大山俊輔ブログ ー 脳科学による習慣ハック・歴史・経済のサイト

保育業界いた自分がいいますが、保育園を作り続けても少子化は悪化し日本から子供いなくなりますよ

日本の少子化問題

大山俊輔

こんにちは。習慣デザイナー・ハビットマンShun、もとい、大山俊輔です。今日は日本の少子化問題のお話。

こんなツイートがありました。

私個人としては、さもありなんと思うお話です。
ついに、2019年の出生数が87万人を下回る可能性大とのことです。

このニュースを受けて様々な考察がネットやテレビでも言われてますが、なんかしっくりこないものが多いです。

なぜなら、その多くが保育園を増やせという結論になるから。
ああ、また利権を増やしたいんだな・・・。

そんな風にうがって見てしまうわけです。
なぜなら、私は保育園業界にいたことがあるのでこの少子化と保育園業界の構造的問題をずっと観察してきました。

そして、関わって確信に至ったことは、

「保育園を増やしても少子化問題は解決しない」

ということです。

少子化は社会保障問題、ロスジェネ問題などと並び日本の大きな社会問題だと言われてきました。
なにせ、2017年には「少子化が国難だ」ということで解散総選挙まで行われてます(みんな忘れちゃってますが、あれなんだったんでしょうね(笑))。

そして、社会保障、少子化、最近ではロスジェネ問題に膨大な予算が取られることになりました。
ですが、共通するのは、この20年以上成果が全く出ていないということ。

その理由は、少子化そのものが問題だからではないです。
原因と結果があべこべなのです。

少子化が原因で今の日本の長期停滞があるのではありません。経済失政の結果としてデフレによる長期停滞があり、長期停滞をきっっかけとして、少子化問題があり、ロスジェネ問題があり、そして社会保障問題があるのです。

では、保育園を都心部に乱立させるのではない形でどのようにすれば少子化問題は解決するのでしょうか?

日本の少子化がヤバい水準である理由

出生数の推移

それでは、まずは現状を見てみましょう。シンプルに日本の出生数の推移です。

日本の出生数

出典:https://news.yahoo.co.jp/byline/fuwaraizo/20191213-00153538/

この図を見ていると、終戦後となる1940年代は270万人も生まれています
日本の人口がまだ7000万人ちょっとの時代です。ちなみに、ピークとなる1947年の合計特殊出生率は4.54です。丁度ベビーブームの頃ですね。この人達が団塊世代として現在どんどん高齢者の仲間入りをし始めているわけです。

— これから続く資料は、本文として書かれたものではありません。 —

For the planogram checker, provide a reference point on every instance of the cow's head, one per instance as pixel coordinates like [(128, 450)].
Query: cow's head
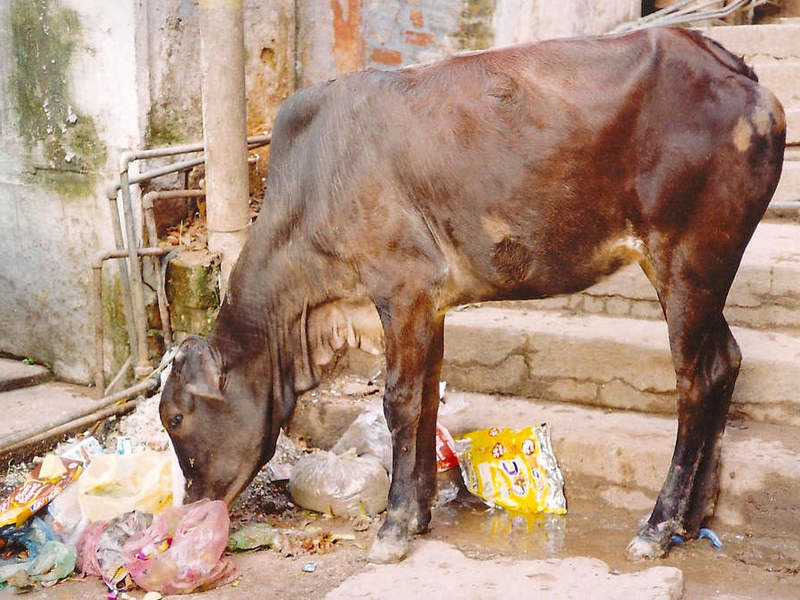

ちなみに私は1975年生まれで1学年約200万人いました。
そして、今年が減りに減って87万人・・・。

これがざっくり見た今の日本です。

出生率の推移

次に、出生率の推移を見てみましょう。

日本の合計特殊出生率の推移

現在の人口を維持するのに必要な数字として2.08程度と言われています。
ですので、私の生まれた1975年の1年前となる1974年の時点で2.08を割り込み、いずれ人口がピークアウトすること自体は想定されていました。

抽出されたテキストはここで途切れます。